A sedimentação estabilizada pelas raízes das plantas ajuda a conter inundações locais e pode favorecer o recuo gradual de áreas vulneráveis. Estudos indicam que a perda generalizada de Neptune grass elevou níveis de água em algumas regiões mediterrâneas.

Benefícios ecológicos e qualidade da água

Além da proteção física, as pradarias marinhas fornecem abrigo a organismos e ajudam na formação de conchas calárias, contribuindo com areia para as praias ao morrerem os animais. Atua também como filtro, melhorando a qualidade da água ao prender sedimentos.

Ao capturar poluentes e metais pesados, as seagrass reduzem a turbidez e ajudam a proteger ecossistemas vizinhos, como os recifes de coral. A relação entre pradarias e qualidade da água é crucial para a saúde de áreas protegidas.

Ameaças e custos da restauração

Globalmente, as pradarias marinhas estão em declínio devido à poluição, desenvolvimento costeiro e dragagem. A mudança climática intensifica esse quadro, elevando o risco de morte de plantas críticas para a proteção de margens.

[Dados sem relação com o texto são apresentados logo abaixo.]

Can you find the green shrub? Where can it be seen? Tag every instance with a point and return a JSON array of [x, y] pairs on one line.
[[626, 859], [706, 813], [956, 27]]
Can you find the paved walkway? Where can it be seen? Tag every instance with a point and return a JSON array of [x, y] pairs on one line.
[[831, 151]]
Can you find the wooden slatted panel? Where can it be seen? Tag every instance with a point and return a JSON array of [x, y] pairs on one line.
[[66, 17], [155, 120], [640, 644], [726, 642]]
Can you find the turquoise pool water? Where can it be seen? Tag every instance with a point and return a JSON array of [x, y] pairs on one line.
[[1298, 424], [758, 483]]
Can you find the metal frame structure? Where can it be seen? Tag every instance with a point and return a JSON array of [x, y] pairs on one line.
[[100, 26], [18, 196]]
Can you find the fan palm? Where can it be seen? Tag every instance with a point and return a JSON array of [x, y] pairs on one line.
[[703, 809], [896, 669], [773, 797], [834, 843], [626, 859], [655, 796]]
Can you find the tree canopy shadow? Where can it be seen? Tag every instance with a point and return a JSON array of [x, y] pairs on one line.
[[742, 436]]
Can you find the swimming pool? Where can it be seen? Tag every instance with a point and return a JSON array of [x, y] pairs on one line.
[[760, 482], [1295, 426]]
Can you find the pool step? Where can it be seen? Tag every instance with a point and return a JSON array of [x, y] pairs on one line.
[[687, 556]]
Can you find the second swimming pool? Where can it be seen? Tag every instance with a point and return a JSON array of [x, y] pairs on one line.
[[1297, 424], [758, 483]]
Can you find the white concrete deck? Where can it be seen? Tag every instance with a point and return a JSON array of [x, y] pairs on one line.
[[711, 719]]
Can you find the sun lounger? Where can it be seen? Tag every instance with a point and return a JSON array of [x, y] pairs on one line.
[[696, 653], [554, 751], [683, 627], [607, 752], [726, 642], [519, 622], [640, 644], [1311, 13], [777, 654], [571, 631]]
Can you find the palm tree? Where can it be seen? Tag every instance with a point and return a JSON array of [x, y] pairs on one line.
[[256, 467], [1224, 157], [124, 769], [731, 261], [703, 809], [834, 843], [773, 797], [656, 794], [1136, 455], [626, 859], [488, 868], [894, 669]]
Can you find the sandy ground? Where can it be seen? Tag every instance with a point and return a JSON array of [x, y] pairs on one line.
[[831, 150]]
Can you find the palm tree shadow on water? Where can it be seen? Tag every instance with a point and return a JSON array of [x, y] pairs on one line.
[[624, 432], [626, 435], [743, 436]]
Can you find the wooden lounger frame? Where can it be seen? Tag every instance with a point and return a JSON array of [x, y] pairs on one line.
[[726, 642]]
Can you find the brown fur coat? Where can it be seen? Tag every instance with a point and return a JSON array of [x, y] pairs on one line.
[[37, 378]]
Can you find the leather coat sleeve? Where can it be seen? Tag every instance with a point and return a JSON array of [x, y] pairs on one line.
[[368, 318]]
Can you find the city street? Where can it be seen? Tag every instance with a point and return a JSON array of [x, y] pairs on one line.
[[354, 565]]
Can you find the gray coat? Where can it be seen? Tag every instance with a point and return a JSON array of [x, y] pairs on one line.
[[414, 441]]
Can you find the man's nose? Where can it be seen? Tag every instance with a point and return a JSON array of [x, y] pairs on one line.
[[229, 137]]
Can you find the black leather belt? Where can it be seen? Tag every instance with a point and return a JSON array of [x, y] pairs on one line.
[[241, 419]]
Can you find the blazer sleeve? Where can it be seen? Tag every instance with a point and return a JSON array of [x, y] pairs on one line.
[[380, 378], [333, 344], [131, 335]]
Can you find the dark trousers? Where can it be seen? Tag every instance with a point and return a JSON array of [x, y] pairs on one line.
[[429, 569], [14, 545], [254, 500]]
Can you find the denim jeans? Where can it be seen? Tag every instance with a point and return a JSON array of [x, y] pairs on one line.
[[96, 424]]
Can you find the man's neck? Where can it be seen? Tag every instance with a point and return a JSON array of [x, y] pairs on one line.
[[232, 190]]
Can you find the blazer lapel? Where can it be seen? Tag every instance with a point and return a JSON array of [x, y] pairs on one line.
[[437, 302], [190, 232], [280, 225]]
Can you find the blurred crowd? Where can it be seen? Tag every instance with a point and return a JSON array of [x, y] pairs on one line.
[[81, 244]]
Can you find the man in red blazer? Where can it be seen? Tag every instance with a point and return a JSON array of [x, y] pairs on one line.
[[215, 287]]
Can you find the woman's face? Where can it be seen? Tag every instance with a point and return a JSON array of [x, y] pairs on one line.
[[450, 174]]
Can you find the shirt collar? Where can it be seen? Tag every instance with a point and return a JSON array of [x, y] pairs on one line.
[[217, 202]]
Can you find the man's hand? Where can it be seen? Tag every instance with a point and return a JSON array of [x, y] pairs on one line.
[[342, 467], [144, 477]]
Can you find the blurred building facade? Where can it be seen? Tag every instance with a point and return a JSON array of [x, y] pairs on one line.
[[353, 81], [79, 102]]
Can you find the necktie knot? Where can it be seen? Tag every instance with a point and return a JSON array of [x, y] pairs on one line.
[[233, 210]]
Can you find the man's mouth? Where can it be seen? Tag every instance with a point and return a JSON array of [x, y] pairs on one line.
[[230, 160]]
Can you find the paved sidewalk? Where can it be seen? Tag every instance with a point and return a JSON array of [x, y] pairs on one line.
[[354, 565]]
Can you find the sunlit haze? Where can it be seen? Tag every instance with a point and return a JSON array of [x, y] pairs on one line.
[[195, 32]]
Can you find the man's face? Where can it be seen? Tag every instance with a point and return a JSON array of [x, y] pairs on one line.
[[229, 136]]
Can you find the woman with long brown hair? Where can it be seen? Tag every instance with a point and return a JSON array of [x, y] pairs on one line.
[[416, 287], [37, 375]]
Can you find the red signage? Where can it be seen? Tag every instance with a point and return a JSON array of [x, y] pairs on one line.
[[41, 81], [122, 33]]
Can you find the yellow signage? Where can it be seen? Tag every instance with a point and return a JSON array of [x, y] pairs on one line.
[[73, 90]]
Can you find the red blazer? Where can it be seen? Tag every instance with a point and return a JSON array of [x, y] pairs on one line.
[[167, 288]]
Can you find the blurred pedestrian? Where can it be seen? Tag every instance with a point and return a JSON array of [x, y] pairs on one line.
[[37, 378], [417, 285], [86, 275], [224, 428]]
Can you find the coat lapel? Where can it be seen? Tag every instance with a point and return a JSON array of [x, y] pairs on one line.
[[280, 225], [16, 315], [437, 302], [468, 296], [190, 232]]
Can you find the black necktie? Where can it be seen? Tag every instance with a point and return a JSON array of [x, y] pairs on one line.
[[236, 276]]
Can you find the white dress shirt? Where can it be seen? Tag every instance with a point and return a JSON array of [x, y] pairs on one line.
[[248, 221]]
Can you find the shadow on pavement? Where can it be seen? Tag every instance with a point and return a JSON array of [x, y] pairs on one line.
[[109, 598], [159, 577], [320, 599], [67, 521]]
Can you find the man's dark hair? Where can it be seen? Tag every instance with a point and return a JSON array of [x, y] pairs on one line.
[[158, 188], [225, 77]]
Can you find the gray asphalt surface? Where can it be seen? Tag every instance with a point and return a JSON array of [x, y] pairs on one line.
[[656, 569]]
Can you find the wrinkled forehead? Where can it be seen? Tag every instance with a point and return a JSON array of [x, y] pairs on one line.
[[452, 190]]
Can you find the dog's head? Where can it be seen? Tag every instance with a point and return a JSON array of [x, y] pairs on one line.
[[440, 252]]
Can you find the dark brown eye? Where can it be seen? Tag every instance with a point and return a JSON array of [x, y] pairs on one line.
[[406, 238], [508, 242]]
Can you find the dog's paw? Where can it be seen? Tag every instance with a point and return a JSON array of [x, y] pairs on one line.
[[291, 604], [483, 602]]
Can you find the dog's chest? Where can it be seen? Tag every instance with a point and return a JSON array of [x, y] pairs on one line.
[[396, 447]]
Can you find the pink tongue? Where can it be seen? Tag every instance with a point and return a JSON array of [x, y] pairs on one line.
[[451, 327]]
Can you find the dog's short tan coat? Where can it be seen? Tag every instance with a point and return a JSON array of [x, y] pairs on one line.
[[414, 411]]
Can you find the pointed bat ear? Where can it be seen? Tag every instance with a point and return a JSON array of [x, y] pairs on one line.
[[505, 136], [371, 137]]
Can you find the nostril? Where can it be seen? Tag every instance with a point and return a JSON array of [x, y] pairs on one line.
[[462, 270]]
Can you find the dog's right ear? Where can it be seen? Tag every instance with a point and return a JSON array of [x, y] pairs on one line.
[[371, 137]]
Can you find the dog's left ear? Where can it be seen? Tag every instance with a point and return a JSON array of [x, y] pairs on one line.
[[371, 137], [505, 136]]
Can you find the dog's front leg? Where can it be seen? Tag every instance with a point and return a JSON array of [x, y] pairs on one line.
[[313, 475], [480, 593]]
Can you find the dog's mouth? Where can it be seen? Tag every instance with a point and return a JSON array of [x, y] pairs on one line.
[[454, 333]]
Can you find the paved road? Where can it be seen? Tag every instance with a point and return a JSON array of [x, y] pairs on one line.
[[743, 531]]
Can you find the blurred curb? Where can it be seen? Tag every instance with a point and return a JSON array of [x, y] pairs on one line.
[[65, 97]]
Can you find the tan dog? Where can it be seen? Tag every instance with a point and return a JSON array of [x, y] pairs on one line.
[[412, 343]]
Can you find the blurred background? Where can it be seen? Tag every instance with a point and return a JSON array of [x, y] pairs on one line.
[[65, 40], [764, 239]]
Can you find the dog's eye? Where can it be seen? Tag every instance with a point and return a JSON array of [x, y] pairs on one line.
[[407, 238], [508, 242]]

Casos como Shark Bay, na Austrália, mostraram que ondas de calor marinhas prolongadas aliadas a inundações podem dizimar grandes áreas de seagrass. Em outros locais, espécies locais sofrem impactos diretos que afetam cadeias alimentares marinhas.

Restauração e desafios práticos

Esforços de restauração concentram-se em plantar sementes e mudas, em larga escala, o que envolve custos elevados e trabalhos voluntários. Métodos variados estão em teste, desde toucas de sementes até robôs capazes de reparti-las no sedimento.

Pesquisas indicam que plantas adultas costumam ter maior taxa de sucesso, mas sua implantação em grande escala é complexa. Técnicas emergentes buscam aumentar a germinação e a resiliência ao calor.

Perspectivas e aplicação prática

Pesquisas indicam que a seleção de populações com maior tolerância ao calor pode tornar projetos de restauração mais eficazes, especialmente em regiões sensíveis ao clima. A adaptação de ecossistemas locais pode guiar ações de conservação.

O objetivo é proteger margens, ampliar habitats marinhos e manter serviços ecossistêmicos, incluindo melhoria da qualidade da água e suporte à biodiversidade. A restauração, quando viável, complementa outras frentes de gestão costeira.